How Old Am I?

Mr Ivor Samarasinghe has made many comments in a letter to the editor,“Vickramabahu’s pretensions,” published last Sunday. I do not want to counter his opinions but to clear errors and put the record straight.

I joined the Lanka Sama Samaja Party (LSSP) when I was a student in the Engineering Faculty in 1962. After the coalition of 1964, although I was opposed to the politics of the leadership, I did not leave the party. I took the lead to invite both Ernest Mandel and Tony Banda to the Peradeniya campus to talk on coalition politics.

In the years that followed I was unable to get involved in politics here, as I left for Cambridge in 1967. Though my research was in electromagnetic theory, I devoted a large part of my time to read Marxism and to be involved in campus politics. After coming back, I was elected to the central committee of the LSSP in the year 1972, but I was thrown out of the party a few months later, accused of founding a faction against the leadership.

Since then I have been a leader of the Nava Sama Samaja tendency and became the general secretary of the Nava Sama Samaja Party and president of the Left Front. As far as I know there is no organisation named the New Left Front. As a leader of the Sama Samaja movement for the last 36 years, I led many a trade union action.

I was one of the leaders of the 1980 general strike. I was arrested with Moulana, Vasu and others, and in the court case that followed I was an accused. In 1987 when the United Socialist Alliance was formed I became a member of the secretariat with Bernard Soyza, K P Silva, Y P de Silva and Raja Collure and we met regularly for nearly three years. In fact I gave the speech on behalf of the Nava Sama Samaja Party at the funeral ceremony of the late Vijaya Kumaratunga.

Radical ideas - only for the young and inexperenced?

It is a peculiar but common tendency everywhere, to assume one is young and inexperienced if one comes out with radical ideas.

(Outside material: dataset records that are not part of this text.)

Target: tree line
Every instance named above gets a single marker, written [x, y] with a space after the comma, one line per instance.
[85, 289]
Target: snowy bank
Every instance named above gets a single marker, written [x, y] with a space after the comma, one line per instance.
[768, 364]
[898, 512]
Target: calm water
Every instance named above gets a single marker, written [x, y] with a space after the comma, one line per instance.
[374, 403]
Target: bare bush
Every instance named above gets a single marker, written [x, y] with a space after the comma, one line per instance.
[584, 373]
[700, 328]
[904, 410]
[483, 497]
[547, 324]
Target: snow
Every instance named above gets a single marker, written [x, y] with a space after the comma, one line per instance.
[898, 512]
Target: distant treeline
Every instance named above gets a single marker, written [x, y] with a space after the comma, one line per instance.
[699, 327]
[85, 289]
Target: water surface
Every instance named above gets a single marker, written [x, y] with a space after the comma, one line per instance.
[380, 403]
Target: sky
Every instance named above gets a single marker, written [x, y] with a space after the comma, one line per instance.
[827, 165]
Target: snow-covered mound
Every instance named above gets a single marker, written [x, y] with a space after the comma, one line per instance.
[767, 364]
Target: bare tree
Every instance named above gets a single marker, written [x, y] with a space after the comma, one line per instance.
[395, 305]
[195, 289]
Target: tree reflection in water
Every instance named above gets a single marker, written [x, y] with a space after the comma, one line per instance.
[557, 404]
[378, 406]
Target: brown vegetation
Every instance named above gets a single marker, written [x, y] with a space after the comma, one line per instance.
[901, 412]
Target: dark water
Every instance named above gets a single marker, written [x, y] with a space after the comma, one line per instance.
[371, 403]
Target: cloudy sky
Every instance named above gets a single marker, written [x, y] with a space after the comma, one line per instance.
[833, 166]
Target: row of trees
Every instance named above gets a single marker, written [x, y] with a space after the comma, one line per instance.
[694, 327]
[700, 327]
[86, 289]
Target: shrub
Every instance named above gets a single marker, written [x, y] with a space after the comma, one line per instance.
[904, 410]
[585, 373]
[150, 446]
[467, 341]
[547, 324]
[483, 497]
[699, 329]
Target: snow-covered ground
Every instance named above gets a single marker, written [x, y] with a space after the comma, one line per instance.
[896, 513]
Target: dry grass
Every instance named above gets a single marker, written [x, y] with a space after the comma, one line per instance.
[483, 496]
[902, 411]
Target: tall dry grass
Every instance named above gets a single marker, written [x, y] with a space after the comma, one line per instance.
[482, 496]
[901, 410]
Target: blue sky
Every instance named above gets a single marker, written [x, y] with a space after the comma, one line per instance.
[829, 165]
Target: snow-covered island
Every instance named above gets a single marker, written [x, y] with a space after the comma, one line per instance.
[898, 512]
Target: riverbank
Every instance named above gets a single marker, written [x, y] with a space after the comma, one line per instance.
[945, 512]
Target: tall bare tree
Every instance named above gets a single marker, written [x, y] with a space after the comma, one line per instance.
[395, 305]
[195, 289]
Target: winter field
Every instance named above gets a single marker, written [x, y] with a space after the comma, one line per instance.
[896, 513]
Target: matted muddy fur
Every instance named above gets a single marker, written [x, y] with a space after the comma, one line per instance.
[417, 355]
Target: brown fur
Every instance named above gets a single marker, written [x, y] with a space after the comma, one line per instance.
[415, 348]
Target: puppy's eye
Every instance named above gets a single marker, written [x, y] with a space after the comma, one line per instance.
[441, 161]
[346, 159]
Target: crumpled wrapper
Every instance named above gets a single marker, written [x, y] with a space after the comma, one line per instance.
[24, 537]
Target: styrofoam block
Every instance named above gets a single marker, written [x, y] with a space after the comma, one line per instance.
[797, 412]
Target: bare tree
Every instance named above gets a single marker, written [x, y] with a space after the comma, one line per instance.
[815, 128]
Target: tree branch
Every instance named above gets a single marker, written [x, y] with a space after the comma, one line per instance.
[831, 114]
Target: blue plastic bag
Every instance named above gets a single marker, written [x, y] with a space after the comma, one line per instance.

Last week Dr S P Wicks who lives in London dropped in at our office. For a long time, as far as I could remember, he was politically in agreement with us. Generally he is very concerned about my health and this time too he directed his usual set of questions. He became worried when I said that I was taking medication for high blood pressure in addition to treatment for asthma. He shook his head as if something was radically wrong and asked me, “How old are you?” I said, “S P surely you know my age. I am 65.” Then he started laughing and said, “what a fool I am. How did I assume you to be much younger? For that age you look alright. You are doing fine.”

I did not want to tell him that he was also suffering from the general sickness of assuming all radical politicians to be young and hasty. Sometimes it is very embarrassing when somebody relatively unknown to me assumes that he is much older and wiser, and starts lecturing me on the ABC of politics. What I usually do is just what I did above - relate what I’ve been doing during the past few decades. Usually it works and the fellow gets into the general frame of reference to become aware of the time scale!

Angulimala dictatorship?

All bourgeois states are based on nationality. The weapon of the ruling class against social unrest of the working masses is nationalism. In Sri Lanka too, the state has to depend on majority nationalism.

However, the tragedy of Sinhala Buddhist nationalism was that it could not compromise and incorporate Hindu Tamil nationalism within a parliamentary democracy. Muslims, Christians and other national or religious groups caused no real problem before the emergence of the Tamil national problem.

SWRD, Dudley, JR, Chandrika and Ranil, all these bourgeois leaders, tried one way or the other to come to a compromise based on devolution. But local capitalism was neither progressive nor strong enough to back them. Mahinda has emerged as the leader who wants to divide the country and separate the Sinhala Buddhist state from the rest of the people. I doubt very much whether he could be successful. If he ever becomes successful, most certainly it will not be a socialist Buddhist republic, but a brutal Angulimala dictatorship.